Real gotchas when integrating Perplexity Sonar API. Perplexity uses an OpenAI-compatible chat endpoint but performs live web searches -- a fundamentally different paradigm from standard LLM completions. These pitfalls come from treating it like a regular chatbot.
Prerequisites
Perplexity API key configured
Understanding of OpenAI-compatible chat API format
Pitfalls
1. Using It as a Generic Chatbot
Perplexity searches the web per request. Using it for tasks that don't need web search wastes money.
# BAD: general chatbot (wastes a search query)
response = call_perplexity("Write me a haiku about cats")
# Costs $0.005+ for something any LLM can do offline
# GOOD: leverage web search capability
response = call_perplexity(
"What are the latest Next.js 15 features released this month?",
search_recency_filter="month"
)
2. Ignoring Citations
Perplexity returns [1], [2] markers in text with a separate citations array. Ignoring them loses the key value prop.
data = response.model_dump() # or response.json() for raw HTTP
answer = data["choices"][0]["message"]["content"]
citations = data.get("citations", []) # NOT in choices — top-level field
# BAD: displaying raw markers
print(answer) # "According to [1], Node.js 22 adds..."
# GOOD: replace markers with links
import re
for i, url in enumerate(citations, 1):
answer = answer.replace(f"[{i}]", f"{i}")
3. Using Wrong SDK Import
There is no @perplexity/sdk or perplexity Python package. Use the standard OpenAI client.
// BAD — this package doesn't exist
import { PerplexityClient } from "@perplexity/sdk";
// GOOD — use OpenAI client with Perplexity base URL
import OpenAI from "openai";
const client = new OpenAI({
apiKey: process.env.PERPLEXITY_API_KEY,
baseURL: "https://api.perplexity.ai",
});
4. Not Setting max_tokens
Without max_tokens, responses can be arbitrarily long, increasing costs unpredictably.
// BAD: no token limit — output cost can spike
await client.chat.completions.create({
model: "sonar-pro", // $15/M output tokens!
messages: [{ role: "user", content: "Tell me about AI" }],
});
// GOOD: always set max_tokens
await client.chat.completions.create({
model: "sonar-pro",
messages: [{ role: "user", content: "Tell me about AI" }],
max_tokens: 1024,
});
5. No Recency Filter for Time-Sensitive Queries
Without search_recency_filter, Perplexity may cite outdated articles.
# BAD: may return articles from any time period
response = call_perplexity("current Bitcoin price")
# GOOD: constrain to recent results
response = call_perplexity(
"current Bitcoin price",
search_recency_filter="day" # hour | day | week | month
)
6. Sending Full Conversation History
Each message in the conversation may trigger new search queries. Sending 20 turns of history is expensive and slow.
# BAD: 20 turns of history = many search queries
messages = long_history + [{"role": "user", "content": "summarize"}]
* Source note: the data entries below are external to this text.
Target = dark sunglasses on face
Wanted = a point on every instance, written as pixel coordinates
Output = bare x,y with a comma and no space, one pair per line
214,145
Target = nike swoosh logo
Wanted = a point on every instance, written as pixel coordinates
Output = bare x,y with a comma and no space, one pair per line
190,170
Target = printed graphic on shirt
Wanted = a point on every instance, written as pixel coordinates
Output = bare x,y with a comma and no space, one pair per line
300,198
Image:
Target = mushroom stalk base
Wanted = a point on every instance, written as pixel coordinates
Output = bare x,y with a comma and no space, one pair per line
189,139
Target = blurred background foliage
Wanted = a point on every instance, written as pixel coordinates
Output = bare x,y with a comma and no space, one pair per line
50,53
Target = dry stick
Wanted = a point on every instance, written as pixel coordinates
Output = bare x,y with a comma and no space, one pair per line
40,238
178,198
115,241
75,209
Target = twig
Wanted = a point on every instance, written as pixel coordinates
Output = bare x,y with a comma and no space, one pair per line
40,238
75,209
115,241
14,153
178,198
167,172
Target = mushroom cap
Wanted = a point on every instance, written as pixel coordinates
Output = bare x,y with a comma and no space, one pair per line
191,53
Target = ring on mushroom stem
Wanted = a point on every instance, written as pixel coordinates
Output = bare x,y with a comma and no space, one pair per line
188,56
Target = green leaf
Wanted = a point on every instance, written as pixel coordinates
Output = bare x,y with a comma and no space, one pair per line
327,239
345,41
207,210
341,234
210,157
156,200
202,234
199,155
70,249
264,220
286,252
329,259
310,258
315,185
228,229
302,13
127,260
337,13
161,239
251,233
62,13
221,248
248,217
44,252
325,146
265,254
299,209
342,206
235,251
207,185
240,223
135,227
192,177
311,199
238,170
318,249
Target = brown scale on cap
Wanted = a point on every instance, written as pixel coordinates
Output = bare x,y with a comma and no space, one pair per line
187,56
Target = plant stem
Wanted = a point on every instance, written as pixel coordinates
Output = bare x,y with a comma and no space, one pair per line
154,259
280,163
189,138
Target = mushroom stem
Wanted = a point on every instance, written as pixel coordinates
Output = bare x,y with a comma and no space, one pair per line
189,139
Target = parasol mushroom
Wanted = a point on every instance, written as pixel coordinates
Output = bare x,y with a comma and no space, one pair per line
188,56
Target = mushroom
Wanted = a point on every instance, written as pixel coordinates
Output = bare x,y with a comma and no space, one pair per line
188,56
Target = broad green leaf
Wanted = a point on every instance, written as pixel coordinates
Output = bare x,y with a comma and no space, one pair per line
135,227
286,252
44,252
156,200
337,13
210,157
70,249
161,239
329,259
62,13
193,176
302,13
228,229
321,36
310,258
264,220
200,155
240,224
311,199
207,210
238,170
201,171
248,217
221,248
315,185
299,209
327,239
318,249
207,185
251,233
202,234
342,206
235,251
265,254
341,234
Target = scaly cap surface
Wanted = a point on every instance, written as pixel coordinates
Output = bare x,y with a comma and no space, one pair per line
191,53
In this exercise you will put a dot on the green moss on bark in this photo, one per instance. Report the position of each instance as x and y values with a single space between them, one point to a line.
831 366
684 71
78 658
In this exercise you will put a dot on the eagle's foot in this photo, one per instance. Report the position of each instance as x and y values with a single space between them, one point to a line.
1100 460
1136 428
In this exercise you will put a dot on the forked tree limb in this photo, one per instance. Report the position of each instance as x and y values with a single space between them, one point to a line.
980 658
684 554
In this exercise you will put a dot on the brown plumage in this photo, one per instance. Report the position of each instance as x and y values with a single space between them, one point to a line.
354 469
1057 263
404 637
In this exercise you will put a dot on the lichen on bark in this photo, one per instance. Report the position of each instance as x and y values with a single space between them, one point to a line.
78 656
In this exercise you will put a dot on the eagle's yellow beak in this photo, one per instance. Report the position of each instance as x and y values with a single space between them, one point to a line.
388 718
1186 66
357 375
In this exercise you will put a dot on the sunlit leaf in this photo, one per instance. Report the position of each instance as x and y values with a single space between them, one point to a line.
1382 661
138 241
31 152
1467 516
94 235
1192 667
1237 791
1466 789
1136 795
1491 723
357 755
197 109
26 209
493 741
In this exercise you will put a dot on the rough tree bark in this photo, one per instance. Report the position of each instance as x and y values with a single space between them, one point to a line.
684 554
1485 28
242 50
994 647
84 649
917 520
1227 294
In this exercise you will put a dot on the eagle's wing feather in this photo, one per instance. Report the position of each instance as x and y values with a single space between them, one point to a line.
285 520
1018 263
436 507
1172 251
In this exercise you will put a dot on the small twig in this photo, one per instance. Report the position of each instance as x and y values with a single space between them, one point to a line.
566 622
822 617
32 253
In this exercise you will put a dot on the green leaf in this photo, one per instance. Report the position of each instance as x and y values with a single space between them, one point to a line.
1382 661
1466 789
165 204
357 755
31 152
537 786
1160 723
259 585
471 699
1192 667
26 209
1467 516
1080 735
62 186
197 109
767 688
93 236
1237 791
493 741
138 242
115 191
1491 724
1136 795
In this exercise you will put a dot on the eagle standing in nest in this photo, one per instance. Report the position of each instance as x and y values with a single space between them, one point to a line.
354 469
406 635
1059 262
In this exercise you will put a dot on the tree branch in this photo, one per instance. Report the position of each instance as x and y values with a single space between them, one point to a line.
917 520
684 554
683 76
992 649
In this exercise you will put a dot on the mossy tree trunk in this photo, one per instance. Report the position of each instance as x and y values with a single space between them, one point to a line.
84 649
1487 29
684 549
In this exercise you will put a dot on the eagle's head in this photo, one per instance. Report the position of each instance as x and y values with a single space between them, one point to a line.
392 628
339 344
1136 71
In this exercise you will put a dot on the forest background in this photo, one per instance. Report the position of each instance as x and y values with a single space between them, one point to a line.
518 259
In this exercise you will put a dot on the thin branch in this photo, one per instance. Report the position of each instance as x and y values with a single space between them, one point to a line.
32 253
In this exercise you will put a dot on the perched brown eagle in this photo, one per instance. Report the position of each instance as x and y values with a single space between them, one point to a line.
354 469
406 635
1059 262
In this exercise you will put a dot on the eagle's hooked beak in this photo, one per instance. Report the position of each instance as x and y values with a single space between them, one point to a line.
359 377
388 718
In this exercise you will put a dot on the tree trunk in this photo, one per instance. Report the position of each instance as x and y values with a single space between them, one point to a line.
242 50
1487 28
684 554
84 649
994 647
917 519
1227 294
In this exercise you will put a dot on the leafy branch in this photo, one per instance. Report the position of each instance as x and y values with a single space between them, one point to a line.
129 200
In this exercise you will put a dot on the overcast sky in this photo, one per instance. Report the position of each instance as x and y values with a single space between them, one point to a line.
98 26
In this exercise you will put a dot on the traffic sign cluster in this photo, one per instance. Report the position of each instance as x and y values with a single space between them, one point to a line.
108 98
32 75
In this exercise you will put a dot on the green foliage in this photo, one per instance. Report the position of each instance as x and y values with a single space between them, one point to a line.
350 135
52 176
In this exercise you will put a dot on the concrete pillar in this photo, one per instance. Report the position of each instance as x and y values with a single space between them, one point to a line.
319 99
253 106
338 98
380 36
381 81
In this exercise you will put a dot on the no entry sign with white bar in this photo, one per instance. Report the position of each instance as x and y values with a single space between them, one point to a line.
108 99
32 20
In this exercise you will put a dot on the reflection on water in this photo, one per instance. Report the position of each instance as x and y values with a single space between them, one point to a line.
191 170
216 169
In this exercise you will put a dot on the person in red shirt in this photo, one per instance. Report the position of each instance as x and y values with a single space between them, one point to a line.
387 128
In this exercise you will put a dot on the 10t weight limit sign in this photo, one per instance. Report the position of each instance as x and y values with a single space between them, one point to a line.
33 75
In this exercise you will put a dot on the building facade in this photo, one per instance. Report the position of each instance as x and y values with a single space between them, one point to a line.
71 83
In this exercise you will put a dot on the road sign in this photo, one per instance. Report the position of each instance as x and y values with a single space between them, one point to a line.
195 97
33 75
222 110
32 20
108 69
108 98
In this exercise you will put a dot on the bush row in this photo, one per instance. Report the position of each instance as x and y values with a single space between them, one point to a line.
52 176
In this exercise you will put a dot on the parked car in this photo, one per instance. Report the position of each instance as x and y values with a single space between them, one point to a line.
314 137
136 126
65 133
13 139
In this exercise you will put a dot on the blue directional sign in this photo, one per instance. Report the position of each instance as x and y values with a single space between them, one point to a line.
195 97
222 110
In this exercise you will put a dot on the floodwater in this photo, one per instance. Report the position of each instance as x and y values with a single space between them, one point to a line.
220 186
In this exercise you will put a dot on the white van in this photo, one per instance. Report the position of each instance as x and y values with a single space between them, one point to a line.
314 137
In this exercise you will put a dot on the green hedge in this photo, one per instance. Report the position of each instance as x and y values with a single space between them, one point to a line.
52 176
# GOOD: summarize context, send focused query
messages = [
{"role": "system", "content": "Answer based on web search."},
{"role": "user", "content": f"Context: {summary}\nQuestion: {question}"}
]
7. Using sonar-pro for Simple Queries
sonar-pro costs 3-15x more than sonar. Using it for simple factual lookups wastes budget.
// BAD: sonar-pro for a trivial question
await client.chat.completions.create({
model: "sonar-pro", // $3 input + $15 output per M tokens
messages: [{ role: "user", content: "What is the capital of France?" }],
});
// GOOD: match model to complexity
const model = isComplexQuery(query) ? "sonar-pro" : "sonar";
8. Mixing Allowlist and Denylist in Domain Filter
search_domain_filter supports either allowlist (include) or denylist (exclude with - prefix), but not both in the same request.